With regards to DirectX 12 support, if you recall, this API brings with it an interesting and important feature called Explicit Asynchronous Multi-GPU or also otherwise known as Explicit Multi-adaptor. What this enables is direct control of multiple GPUs in the system, regardless of the GPU vendor type or GPU capability. The API is able to collectively combine graphics compute resources into a "single bucket" for execution. To take advantage of this feature, it would be the onus of the game developer to enable such support within the game engine. Fortunately, thek game engines that have DirectX 12 support are still in the development and refinement stage and it won't be too much hassle for the game engines to incorporate Explicit Multi-adaptor support in their upcoming variations to bring about a much more efficient use of graphics compute resources.

Coupled with a new frame rendering technique with DirectX 12, Split Frame Rendering (SFR), it will allow the texture and geometry data to be divided between GPUs. The GPUs will be able to render a single frame collectively as each GPU will work on a specific portion of the frame, and the total number of constituent frame portion being equal to the number of installed GPUs. Being able to render a single frame all at once, the queue depth is “always just one” (or less), this will allow for higher frame rates.

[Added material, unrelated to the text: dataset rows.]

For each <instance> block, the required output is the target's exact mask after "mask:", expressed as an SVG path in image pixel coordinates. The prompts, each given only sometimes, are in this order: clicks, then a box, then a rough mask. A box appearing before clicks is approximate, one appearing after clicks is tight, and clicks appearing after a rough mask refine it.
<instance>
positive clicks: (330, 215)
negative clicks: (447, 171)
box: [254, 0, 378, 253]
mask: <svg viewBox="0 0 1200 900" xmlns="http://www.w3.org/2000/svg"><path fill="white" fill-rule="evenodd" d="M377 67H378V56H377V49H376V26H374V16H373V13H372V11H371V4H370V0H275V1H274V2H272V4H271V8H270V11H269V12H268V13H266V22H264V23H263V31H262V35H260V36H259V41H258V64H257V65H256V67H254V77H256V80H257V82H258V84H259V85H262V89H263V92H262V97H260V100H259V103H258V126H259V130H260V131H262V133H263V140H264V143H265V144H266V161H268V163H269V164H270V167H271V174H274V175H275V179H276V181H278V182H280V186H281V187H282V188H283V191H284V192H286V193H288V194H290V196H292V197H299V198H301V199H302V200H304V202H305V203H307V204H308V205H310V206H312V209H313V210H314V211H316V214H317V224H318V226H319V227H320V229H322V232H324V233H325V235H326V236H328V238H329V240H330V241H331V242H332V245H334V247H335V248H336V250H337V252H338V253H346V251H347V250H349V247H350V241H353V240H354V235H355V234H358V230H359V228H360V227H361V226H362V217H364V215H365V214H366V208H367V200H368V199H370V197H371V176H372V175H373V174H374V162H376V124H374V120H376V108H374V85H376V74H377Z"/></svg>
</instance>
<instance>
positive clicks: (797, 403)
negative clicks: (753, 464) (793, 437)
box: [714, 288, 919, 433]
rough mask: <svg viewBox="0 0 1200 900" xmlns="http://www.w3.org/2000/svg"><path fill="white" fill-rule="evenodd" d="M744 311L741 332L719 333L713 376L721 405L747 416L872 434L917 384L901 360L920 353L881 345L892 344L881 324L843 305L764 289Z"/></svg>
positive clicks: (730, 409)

What would that mean to you? You no longer have to buy identical GPUs for CrossFire support (or SLI support), and multi-GPU performance can scale across even integrated GPUs such as the Kaveri and Godavari APUs - you don't have to pair them with similar level discrete graphics to achieve the graphics horsepower multiplication.

AMD was keen to show an example of this with a new RTS game called Ashes of Singularity by Oxide Games and Stardock Entertainment. It looks and feels like a massively updated Supreme Commander, but the Nitrous game engine it uses has support for Explicit Multi-adaptor and SFR features in DirectX 12. Thus it's able to use both discrete and an integrated GPU such as a Radeon R9 290X on a A10-7870K system - bringing together the 44 cores on the discrete GPU and 8 more from the integrated GPU for combined use. In a screenshot provided by the game developer, you can see that the red areas highlighted in the scene are all rendered by the APU's GPU and the rest by the discrete GPU.

Welcome to the flexible and versatile future of the gaming industry, and Godavari's APU is helping to enable one aspect of it.

ASRock's M8 compact gaming machine is ready with an A10-7870K Godavari APU, ASRock's FM2A88X+ motherboard, 8GB of Kingston HyperX DDR3-1866 and a 160GB Seagate hybrid HDD.